La demanderesse invoque, à l’appui de son pourvoi, un moyen de cassation.
Le dossier a été communiqué au procureur général.
Sur le rapport de M. Gauthier, conseiller, les observations de la SELAS Waquet, Farge, Hazan et Féliers, avocat de la société Gestion exploitation dépôt carburant, de la SARL Boré, Salve de Bruneton et Mégret, avocat de la direction régionale des douanes et droits indirects de Guadeloupe, de l’administration des douanes et droits indirects de Guadeloupe, après débats en l’audience publique du 10 mars 2026 où étaient présents M. Vigneau, président, M. Gauthier, conseiller rapporteur, M. Ponsot, conseiller doyen, et M. Doyen, greffier de chambre,
la chambre commerciale, financière et économique de la Cour de cassation, composée du président et des conseillers précités, après en avoir délibéré conformément à la loi, a rendu le présent arrêt.
Faits et procédure
1. Selon l’arrêt attaqué (Basse-Terre, 30 janvier 2024), la société Gestion exploitant dépôt carburant (la société) a pour activité la vente de produits combustibles et approvisionne la collectivité d’outre-mer de Saint-Martin en produits énergétiques, qu’elle importe.
2. Par une délibération du 6 décembre 2012, le Conseil territorial de [Localité 1] a institué une taxe de consommation sur les produits pétroliers (TCPP), prévue à l’article 1585 P du code général des impôts de [Localité 1] (CGISM), se substituant à la taxe spéciale de consommation sur les produits pétroliers résultant des dispositions de l’article 266 quater du code des douanes. Par convention de gestion, l’administration des douanes a été chargée des opérations d’assiette, de recouvrement et de contrôle de la TCPP.
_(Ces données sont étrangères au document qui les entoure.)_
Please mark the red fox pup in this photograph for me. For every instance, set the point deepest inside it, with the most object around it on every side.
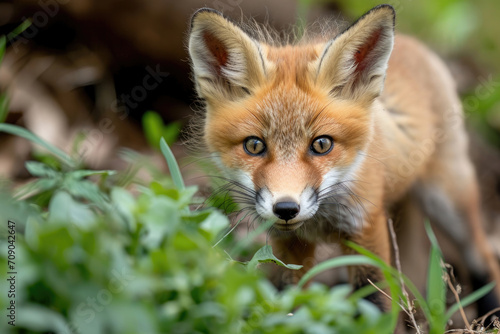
(318, 136)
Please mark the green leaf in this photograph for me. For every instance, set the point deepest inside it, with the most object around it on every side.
(172, 165)
(341, 261)
(436, 285)
(3, 43)
(63, 208)
(265, 255)
(80, 174)
(35, 187)
(86, 190)
(41, 319)
(40, 169)
(4, 107)
(124, 203)
(21, 132)
(152, 124)
(171, 132)
(214, 223)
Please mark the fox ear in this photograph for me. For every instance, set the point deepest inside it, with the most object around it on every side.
(226, 62)
(353, 65)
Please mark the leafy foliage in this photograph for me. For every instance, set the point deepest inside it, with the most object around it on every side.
(96, 259)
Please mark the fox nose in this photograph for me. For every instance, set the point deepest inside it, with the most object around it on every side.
(286, 210)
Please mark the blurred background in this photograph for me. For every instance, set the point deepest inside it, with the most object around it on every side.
(94, 76)
(87, 71)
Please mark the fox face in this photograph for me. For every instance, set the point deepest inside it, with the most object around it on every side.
(290, 124)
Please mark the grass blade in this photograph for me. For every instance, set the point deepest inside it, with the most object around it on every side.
(3, 42)
(341, 261)
(21, 132)
(172, 165)
(464, 302)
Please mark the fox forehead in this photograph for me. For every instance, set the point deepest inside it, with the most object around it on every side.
(288, 110)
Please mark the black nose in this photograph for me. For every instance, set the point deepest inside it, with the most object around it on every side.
(286, 210)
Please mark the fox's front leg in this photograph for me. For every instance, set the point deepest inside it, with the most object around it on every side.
(374, 237)
(292, 250)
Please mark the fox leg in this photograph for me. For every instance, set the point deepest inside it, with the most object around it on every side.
(449, 196)
(375, 238)
(292, 250)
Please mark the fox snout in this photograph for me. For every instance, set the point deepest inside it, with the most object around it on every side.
(286, 209)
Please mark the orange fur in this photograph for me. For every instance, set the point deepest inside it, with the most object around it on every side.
(404, 137)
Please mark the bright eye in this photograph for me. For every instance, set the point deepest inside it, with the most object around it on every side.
(322, 145)
(254, 146)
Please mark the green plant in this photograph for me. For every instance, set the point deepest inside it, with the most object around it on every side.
(118, 263)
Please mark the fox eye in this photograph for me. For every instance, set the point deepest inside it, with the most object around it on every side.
(322, 145)
(254, 146)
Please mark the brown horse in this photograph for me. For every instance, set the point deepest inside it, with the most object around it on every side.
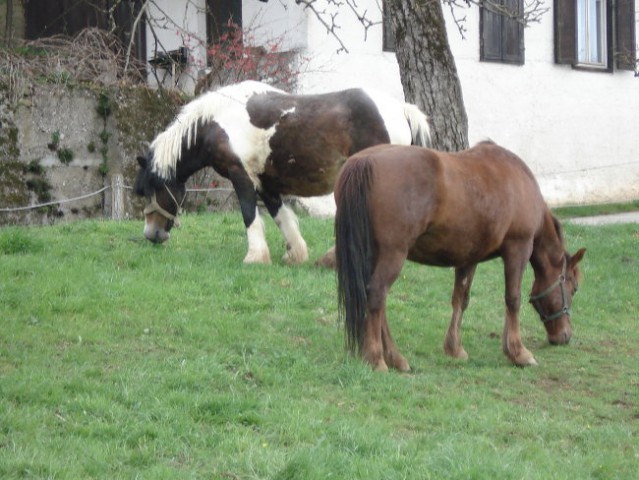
(449, 210)
(268, 143)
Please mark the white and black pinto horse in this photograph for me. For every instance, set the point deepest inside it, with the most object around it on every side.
(268, 143)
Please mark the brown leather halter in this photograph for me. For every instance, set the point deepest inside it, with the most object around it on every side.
(154, 206)
(565, 309)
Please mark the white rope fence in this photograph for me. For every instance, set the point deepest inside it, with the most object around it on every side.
(117, 203)
(118, 187)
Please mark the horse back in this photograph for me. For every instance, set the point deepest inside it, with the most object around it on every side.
(452, 208)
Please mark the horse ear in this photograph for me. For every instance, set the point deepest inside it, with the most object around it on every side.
(577, 257)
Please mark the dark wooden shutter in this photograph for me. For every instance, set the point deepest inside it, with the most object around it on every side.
(513, 34)
(491, 44)
(625, 49)
(566, 31)
(502, 36)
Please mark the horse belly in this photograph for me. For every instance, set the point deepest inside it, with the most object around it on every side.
(452, 249)
(297, 174)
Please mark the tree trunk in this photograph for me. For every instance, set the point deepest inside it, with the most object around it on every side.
(428, 71)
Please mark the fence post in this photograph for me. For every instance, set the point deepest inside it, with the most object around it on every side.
(117, 196)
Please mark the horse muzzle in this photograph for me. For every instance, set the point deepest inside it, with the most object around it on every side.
(562, 336)
(156, 235)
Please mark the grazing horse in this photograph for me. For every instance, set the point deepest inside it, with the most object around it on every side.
(449, 210)
(268, 143)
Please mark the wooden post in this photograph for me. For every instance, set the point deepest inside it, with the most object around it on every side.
(117, 196)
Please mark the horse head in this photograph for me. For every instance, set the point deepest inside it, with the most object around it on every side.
(551, 297)
(164, 201)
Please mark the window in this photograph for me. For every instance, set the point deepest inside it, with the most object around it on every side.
(591, 33)
(584, 34)
(501, 31)
(221, 15)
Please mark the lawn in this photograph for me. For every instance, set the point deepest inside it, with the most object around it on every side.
(121, 359)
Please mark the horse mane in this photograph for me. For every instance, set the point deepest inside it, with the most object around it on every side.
(418, 123)
(167, 146)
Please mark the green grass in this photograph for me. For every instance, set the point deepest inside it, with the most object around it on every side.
(121, 359)
(596, 209)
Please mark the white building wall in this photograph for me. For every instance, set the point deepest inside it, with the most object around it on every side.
(577, 130)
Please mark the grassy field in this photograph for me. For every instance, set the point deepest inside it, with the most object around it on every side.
(120, 359)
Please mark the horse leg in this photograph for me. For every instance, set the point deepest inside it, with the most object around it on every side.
(392, 357)
(461, 296)
(258, 251)
(286, 220)
(378, 347)
(513, 347)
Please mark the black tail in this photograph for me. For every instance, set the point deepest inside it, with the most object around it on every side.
(354, 249)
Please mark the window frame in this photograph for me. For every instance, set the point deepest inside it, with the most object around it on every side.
(496, 29)
(621, 51)
(589, 27)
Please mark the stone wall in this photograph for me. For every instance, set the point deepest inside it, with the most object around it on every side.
(61, 142)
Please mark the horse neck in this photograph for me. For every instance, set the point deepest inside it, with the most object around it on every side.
(190, 162)
(548, 249)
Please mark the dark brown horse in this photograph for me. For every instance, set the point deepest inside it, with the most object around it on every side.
(268, 143)
(449, 210)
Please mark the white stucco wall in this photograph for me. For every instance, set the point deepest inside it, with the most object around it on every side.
(576, 129)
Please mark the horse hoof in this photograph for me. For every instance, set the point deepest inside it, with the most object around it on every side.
(398, 362)
(298, 259)
(527, 362)
(459, 353)
(381, 367)
(264, 259)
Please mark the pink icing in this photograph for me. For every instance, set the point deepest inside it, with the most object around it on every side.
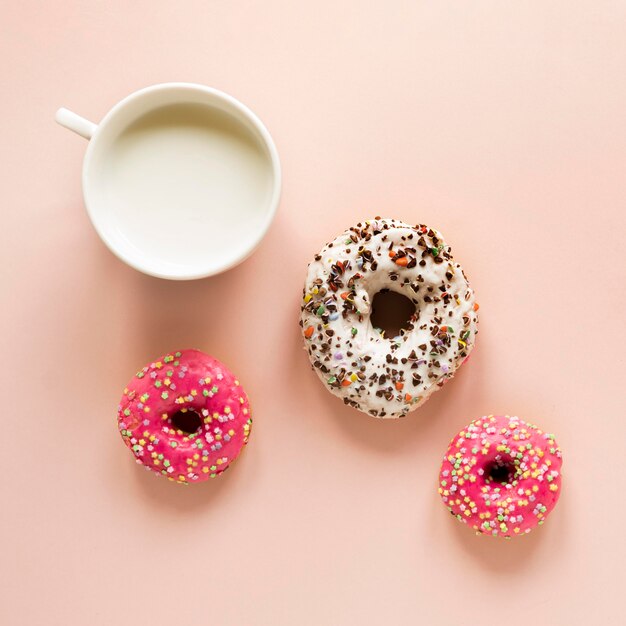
(501, 476)
(194, 384)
3. Par lettres des 30 décembre 2015 et 27 décembre 2016, soutenant que la TCPP était illégale en ce qu’elle constituait une taxe d’effet équivalent à des droits de douanes, la société a demandé à la direction régionale des douanes de la Guadeloupe (l’administration des douanes) le remboursement des sommes qu’elle avait versées à ce titre pour les années 2013 à 2016.
4. Après le rejet implicite de ses demandes, la société a assigné l’administration des douanes en remboursement de la taxe litigieuse dont elle s’était acquittée.
Examen du moyen
Sur le moyen, pris en ses deuxième, troisième, quatrième et sixième branches
5. En application de l’article 1014, alinéa 2, du code de procédure civile, il n’y a pas lieu de statuer par une décision spécialement motivée sur ces griefs, qui ne sont manifestement pas de nature à entraîner la cassation.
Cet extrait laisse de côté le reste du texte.